Esclarecimento da OMS

Diante da polêmica depois da coletiva da segunda, na terça (ontem) a OMS fez outra coletiva tentando esclarecer. Deixo o vídeo da fonte oficial para quem tiver interesse em assistir:

Eu fico por aqui. Como prometido, a seguir a transcrição original daquele diálogo em inglês.

Transcrição em inglês

— Good afternoon. It is a question about asymptomatic transmission. I know that the WHO has previously [inaudible] that there are no documented cases of this. We heard a story out of Singapore today saying that at least half of the new cases they are seeing have no symptoms. I wonder if it is possible that this has a bigger role than the WHO initially thought in propagating the pandemic and what the policy implications of that might be.
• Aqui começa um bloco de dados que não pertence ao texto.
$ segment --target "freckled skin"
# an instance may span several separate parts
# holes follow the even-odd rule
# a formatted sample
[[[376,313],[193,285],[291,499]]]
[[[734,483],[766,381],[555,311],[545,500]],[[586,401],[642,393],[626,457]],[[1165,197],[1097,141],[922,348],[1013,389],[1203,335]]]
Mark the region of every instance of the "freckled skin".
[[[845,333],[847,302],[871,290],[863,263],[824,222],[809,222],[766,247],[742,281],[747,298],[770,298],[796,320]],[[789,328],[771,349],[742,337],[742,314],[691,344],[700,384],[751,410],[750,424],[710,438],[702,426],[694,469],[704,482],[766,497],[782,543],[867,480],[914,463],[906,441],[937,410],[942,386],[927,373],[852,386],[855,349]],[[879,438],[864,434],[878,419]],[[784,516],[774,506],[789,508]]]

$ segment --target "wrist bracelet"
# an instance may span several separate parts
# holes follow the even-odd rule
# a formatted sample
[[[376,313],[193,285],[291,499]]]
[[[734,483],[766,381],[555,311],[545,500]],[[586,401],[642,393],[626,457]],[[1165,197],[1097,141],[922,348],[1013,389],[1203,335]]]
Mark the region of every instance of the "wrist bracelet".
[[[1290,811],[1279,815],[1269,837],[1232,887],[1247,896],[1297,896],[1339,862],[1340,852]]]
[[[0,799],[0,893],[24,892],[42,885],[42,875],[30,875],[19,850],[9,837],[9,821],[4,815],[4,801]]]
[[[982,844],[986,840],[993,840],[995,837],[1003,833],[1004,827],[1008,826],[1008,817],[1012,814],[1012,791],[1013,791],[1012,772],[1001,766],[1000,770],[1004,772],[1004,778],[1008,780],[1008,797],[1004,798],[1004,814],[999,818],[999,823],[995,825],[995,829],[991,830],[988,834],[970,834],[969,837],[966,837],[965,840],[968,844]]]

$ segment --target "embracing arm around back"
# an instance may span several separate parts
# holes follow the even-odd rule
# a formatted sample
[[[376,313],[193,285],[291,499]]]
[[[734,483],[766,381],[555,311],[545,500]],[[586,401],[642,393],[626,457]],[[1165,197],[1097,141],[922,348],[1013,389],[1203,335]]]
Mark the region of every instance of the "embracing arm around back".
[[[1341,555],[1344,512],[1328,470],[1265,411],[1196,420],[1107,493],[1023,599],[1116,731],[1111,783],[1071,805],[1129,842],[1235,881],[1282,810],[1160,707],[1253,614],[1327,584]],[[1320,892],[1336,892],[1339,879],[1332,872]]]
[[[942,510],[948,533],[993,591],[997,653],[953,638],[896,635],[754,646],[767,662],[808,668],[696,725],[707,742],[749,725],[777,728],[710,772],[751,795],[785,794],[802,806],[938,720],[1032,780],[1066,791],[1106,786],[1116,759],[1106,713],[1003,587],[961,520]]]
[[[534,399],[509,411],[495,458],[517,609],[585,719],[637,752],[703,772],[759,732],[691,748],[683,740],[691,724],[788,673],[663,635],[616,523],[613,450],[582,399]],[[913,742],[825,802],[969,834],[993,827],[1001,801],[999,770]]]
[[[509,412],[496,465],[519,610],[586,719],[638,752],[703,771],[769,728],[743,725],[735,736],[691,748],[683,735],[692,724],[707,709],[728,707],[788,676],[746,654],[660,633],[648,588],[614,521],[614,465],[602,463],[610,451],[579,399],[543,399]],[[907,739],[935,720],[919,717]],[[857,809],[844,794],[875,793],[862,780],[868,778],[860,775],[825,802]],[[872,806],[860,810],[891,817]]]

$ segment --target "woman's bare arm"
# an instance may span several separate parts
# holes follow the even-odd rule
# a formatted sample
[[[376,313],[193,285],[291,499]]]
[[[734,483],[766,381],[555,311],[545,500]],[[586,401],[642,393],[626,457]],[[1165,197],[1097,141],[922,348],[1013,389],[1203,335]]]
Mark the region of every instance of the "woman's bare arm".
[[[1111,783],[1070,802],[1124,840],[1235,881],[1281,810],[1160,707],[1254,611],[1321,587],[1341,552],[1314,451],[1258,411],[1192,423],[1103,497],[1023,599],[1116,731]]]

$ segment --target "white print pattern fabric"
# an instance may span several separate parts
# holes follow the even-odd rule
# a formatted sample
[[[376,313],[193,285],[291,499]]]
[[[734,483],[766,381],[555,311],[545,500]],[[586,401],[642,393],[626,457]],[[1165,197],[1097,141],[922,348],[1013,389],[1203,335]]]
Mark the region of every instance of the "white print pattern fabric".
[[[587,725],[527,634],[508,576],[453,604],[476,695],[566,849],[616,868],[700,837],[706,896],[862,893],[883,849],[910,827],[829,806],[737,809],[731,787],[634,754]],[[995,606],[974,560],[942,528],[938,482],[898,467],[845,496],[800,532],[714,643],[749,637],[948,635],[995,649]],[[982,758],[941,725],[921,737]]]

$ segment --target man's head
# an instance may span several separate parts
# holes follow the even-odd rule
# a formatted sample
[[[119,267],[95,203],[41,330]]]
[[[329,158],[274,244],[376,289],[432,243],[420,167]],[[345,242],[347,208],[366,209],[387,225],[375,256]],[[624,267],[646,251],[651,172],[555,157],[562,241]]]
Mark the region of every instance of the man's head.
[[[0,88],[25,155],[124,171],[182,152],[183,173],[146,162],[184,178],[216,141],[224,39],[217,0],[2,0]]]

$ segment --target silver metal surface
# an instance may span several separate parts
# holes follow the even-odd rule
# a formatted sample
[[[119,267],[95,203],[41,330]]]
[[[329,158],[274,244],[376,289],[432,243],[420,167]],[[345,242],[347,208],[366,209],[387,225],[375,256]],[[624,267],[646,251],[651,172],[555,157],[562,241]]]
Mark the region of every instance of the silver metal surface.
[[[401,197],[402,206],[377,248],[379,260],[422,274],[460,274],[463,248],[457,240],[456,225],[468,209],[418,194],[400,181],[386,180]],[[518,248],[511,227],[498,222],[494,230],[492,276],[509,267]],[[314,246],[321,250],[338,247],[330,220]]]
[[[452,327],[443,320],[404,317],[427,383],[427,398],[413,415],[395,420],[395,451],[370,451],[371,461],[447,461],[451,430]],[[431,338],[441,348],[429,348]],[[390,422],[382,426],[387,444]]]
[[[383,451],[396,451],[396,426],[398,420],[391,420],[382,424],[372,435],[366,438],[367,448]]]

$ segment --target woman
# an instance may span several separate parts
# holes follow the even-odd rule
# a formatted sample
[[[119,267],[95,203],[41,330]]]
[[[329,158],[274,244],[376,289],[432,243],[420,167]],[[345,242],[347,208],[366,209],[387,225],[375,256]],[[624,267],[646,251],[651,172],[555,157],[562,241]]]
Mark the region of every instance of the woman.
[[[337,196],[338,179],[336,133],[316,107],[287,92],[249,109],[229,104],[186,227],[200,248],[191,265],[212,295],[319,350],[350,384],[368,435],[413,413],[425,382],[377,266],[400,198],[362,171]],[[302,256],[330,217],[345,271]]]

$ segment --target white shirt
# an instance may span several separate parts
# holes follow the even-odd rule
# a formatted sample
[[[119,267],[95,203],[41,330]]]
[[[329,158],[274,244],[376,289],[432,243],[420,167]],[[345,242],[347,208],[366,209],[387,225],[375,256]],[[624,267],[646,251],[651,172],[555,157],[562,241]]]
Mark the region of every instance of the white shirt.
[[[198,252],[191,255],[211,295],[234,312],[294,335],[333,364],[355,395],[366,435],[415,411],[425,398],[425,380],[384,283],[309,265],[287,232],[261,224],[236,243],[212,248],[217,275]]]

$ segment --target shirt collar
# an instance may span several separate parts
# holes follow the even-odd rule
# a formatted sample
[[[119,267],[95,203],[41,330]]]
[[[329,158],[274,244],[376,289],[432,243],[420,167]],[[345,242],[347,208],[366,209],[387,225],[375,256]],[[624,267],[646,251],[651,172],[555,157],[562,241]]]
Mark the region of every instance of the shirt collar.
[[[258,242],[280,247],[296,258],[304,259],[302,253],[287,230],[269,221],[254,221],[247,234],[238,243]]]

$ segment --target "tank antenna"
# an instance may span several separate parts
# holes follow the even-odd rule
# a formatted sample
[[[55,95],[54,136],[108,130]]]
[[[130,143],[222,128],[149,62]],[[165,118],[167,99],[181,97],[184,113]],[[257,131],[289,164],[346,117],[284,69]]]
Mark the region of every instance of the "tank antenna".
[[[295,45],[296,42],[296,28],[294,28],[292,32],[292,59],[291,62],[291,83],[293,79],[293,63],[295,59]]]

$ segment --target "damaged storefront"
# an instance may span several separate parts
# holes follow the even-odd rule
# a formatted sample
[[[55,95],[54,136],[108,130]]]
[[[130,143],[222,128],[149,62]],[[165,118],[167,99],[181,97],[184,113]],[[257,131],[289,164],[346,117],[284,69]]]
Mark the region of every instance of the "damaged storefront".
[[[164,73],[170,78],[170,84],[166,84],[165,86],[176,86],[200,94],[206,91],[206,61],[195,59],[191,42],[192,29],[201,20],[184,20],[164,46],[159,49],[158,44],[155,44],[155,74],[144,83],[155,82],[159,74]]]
Thank you.

— I can start and perhaps Mike would like to supplement. There are a couple of things in the question that you just asked.

One is the number of cases that are being reported as asymptomatic.

We hear from a number of countries that X number, X percentage of them are reported as not having symptoms or that they are in their presymptomatic phase, which means it is a few days before they actually develop severe symptoms. In a number of countries, when we go back and discuss with them, one: how are these asymptomatic cases being identified? Many of them are being identified through contact tracing, which is what we would want to see: you have a known case, you find your contacts, they are already in quarantine, hopefully, and some of them are tested. And then you pick up people who may have asymptomatic or no symptons or even mild symptoms.

The other thing we are finding is that when we actually go back and say how many of them were truly asymptomatic, we find out that many have really mild disease, very mild disease. They are not “COVID symptons”, meaning they may not have developed fever yet, they may not have had a significant cough, or they may not have shortness of breath, but some may have mild disease. Having said that, we do know there can be people who are truly asymptomatic and PCR positive.

The second part of your question is: what proportion of asymptomatic individuals actually transmit?

The way we look at that: these individuals need to be followed carefully over the course of when they are detected and looking at secondary transmission.

We have a number of reports from countries who are doing very detailed contact tracing. They are following asymptomatic cases. They are following contacts and they are not finding secondary transmission onwards, it is very rare. And much of that is not published in the literature. From the papers that are published, there’s one that came out from Singapore, looking at a longterm care facility. There are some household transmission studies where you follow individuals over time and you look at the proportion of those that transmit onwards. We are constantly looking at this data and we are trying to get more information from countries to truly answer this question. It still appears to be rare that an asymptomatic individual actually transmits onward.

What we really want to be focused on is following the symptomatic cases. If we followed all of the symptomatic cases, because we know that this is a respiratory pathogen, it passes from an individual through infectious droplets. If we actually followed all of the symptomatic cases, isolated those cases, followed the contacts and quarantined those contacts, we would drastically reduce. I would love to be able to give a proportion of how much transmission we would actually stop, but it would be a drastic reduction in transmission. If we could focus on that, I think we would do very, very well in terms of suppressing transmission. But from the data we have, it still seems to be rare that an asymptomatic person actually transmits onward to a secondary individual.